Dall’istituzione conservatrice American Enterprise Institute arriva un’altra difesa dello sfruttamento dei lavoratori. A farlo è il professor Mark J. Perry, autodefinitosi difensore della libertà e del libero mercato. In realtà la sua è più che una difesa; è una raccolta selezionata di citazioni e aneddoti che inneggiano alle fabbriche che sfruttano i lavoratori come una maniera perfettamente encomiabile di uscire dalla povertà.
Una tipica difesa dello sfruttamento da parte dei sostenitori del libero mercato punta il dito sul fatto che “lo sfruttamento è meglio delle alternative disponibili”. Questa difesa tende anche ad enfatizzare il ruolo dello sfruttamento in un “processo di sviluppo che, alla lunga, migliora lo stile di vita”.
Quando le autorità per decenni non fanno che sbarrare la strada alle altre possibilità servendosi della violenza sistematica di stato, così da privare la popolazione di diritti e risorse, per forza lo sfruttamento comincia ad apparire come una buona opportunità. Anche la migliore.
Ma è con questa revisione selettiva della storia, ovvero chiudendo un occhio davanti alle ingiustizie economiche, che molti presunti sostenitori del libero mercato si guadagnano una reputazione. Un anarchico di mercato non capisce le ragioni di chi per difendere la libertà, il sistema concorrenziale e i diritti individuali spreca il fiato giustificando la schiavitù salariale offerta da chi sfrutta il lavoro.
L’espressione “schiavitù salariale” dà fastidio a molti difensori del libero mercato, che spesso obiettano dicendo che la relazione tra datore di lavoro e dipendente si basa su un accordo e un contratto volontario.
Ma perché un contratto sia lecito occorre che le relazioni, nel momento in cui si raggiunge questo “accordo”, siano libere da costrizioni e minacce. Ma, e se non fosse così? E se la storia non fosse altro che una serie di disavventure tragiche e violente, un lungo elenco di appropriazioni indebite, ingiustizie e abusi perpetrati dallo stato per arricchire una piccola classe di potere?
Vogliamo continuare a difendere lo sfruttamento, o vogliamo attaccarlo sulla base dei principi del libero mercato? Come scrive William Bailie, “La schiavitù salariale è semplicemente un modo moderno di dire schiavitù tout court.” Così come gli anarchici di oggi, anche Bailie non vedeva il capitalismo come un processo di avanzamento e sviluppo, ma come un “arretramento economico” che ostacola il procedere della libertà personale.
Noi anarchici di mercato crediamo nella libertà, nelle qualità imprenditoriali, e nell’individuo sovrano più di quanto non ci credano molti sedicenti sostenitori della libera impresa.
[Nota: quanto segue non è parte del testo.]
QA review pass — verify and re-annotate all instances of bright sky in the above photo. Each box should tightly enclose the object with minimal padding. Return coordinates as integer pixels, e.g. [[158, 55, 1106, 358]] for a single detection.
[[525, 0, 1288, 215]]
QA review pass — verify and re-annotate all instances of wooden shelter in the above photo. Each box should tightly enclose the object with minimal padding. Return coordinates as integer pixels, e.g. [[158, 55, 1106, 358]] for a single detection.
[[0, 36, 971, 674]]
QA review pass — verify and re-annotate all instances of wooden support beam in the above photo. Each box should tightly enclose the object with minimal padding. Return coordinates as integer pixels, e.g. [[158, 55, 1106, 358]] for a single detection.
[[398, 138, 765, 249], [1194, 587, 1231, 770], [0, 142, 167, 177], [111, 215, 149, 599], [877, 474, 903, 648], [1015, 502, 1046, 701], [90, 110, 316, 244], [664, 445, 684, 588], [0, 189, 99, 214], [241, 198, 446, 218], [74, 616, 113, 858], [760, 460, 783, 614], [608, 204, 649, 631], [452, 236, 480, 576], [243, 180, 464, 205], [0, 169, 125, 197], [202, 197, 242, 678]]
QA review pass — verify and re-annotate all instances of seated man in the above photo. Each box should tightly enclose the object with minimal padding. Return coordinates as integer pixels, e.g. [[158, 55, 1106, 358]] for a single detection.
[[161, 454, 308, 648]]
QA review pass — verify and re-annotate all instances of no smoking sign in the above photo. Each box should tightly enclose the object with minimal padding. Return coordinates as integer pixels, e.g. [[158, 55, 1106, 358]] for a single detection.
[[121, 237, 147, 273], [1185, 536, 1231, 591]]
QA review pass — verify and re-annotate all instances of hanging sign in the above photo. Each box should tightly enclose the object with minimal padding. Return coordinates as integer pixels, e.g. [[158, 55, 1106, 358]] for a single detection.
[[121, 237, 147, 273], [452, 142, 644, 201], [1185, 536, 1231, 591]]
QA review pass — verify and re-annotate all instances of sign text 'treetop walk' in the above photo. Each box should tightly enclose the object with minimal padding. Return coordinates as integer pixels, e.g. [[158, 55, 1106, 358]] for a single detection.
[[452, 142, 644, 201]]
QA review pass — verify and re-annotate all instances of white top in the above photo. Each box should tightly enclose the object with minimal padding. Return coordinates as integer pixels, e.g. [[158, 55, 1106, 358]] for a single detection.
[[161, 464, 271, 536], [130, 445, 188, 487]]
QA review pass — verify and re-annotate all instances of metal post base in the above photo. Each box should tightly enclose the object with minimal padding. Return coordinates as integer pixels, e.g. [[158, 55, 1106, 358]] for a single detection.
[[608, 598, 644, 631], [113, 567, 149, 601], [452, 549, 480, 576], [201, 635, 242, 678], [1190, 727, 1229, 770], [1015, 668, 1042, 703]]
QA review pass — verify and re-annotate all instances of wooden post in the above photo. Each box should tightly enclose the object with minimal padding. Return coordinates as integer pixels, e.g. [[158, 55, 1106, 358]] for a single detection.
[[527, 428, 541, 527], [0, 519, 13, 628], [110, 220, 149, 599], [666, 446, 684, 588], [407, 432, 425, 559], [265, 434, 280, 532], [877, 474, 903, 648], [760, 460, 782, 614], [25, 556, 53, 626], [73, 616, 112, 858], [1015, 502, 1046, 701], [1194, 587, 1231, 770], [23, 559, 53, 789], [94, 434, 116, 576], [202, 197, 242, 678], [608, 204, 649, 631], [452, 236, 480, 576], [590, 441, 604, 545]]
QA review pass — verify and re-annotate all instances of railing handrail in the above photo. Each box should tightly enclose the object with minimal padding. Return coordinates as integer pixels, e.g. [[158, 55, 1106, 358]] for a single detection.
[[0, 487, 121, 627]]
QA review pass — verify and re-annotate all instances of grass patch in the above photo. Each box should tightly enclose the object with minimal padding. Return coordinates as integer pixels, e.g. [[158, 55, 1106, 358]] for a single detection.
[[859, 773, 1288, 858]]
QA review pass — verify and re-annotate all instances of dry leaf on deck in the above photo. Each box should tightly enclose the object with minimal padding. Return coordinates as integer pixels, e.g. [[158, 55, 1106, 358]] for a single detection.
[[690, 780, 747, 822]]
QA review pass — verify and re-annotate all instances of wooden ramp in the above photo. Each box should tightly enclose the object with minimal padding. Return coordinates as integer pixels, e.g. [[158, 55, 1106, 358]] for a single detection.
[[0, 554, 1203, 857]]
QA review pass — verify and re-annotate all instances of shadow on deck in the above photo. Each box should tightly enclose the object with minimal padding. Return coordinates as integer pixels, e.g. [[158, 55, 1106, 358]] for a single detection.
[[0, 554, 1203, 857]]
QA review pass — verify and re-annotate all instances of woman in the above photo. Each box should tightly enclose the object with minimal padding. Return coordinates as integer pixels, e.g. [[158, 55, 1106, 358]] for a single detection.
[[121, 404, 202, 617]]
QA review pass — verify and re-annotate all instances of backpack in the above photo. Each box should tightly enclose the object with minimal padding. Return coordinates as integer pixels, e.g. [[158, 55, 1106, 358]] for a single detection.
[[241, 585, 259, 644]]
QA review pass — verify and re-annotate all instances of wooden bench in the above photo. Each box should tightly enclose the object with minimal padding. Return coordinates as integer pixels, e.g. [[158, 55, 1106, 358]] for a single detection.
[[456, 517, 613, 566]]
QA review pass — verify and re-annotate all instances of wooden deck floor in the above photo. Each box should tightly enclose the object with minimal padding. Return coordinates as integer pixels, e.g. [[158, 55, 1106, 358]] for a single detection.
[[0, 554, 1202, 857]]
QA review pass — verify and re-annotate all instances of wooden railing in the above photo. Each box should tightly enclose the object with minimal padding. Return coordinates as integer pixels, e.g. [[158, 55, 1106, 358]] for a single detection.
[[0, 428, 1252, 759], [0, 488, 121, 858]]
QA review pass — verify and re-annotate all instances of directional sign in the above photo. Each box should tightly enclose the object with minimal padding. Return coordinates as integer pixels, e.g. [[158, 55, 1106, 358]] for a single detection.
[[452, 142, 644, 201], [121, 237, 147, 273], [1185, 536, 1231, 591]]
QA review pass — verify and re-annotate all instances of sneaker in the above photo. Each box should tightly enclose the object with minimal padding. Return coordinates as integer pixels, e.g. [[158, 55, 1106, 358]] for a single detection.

Non crediamo che le persone nei paesi in via di sviluppo sceglierebbero di lavorare lunghe ore in condizioni disumane e per una paga miserevole se non ci fossero restrizioni arbitrarie come la proprietà intellettuale e l’accesso limitato a risorse comuni come la terra.
Chi giustifica lo sfruttamento tende ad ignorare il problema del monopolio terriero. Come dice Murray Rothbard, il problema è che “la proprietà terriera viene continuamente espropriata con la forza”. Per Rothbard, il legittimo proprietario di una terra è “chi veramente la possiede”, non chi “vanta il diritto di proprietà e di sfruttamento di qualcosa che è stato acquisito con la violenza”.
La storia di quelli che oggi sono considerati paesi in via di sviluppo, dove si concentra la maggior parte dello sfruttamento del lavoro, è macchiata dal furto e dal monopolio politico della terra che ha tenuto bassi i salari e innalzato le rendite. Queste violente imposizioni politiche non hanno niente a che vedere con i veri principi del libero mercato.
Viene da chiedersi se chi difende lo sfruttamento dal punto di vista del “libero mercato” creda davvero che questo sia il risultato della libertà d’impresa, cosa che renderebbe le attuali condizioni economiche completamente difendibili.
Forse chi difende questo sistema, pur ammettendo i predicati storici dello sfruttamento, pensa che sia importante riconoscere che nei paesi in via di sviluppo un salario basso e lunghe ore di lavoro rappresentano la scelta migliore per i poveri. Ma nessuno nega questo fatto di per sé. È che per un anarchico di mercato il fenomeno è semplicemente ingiusto e indifendibile nella sua forma attuale.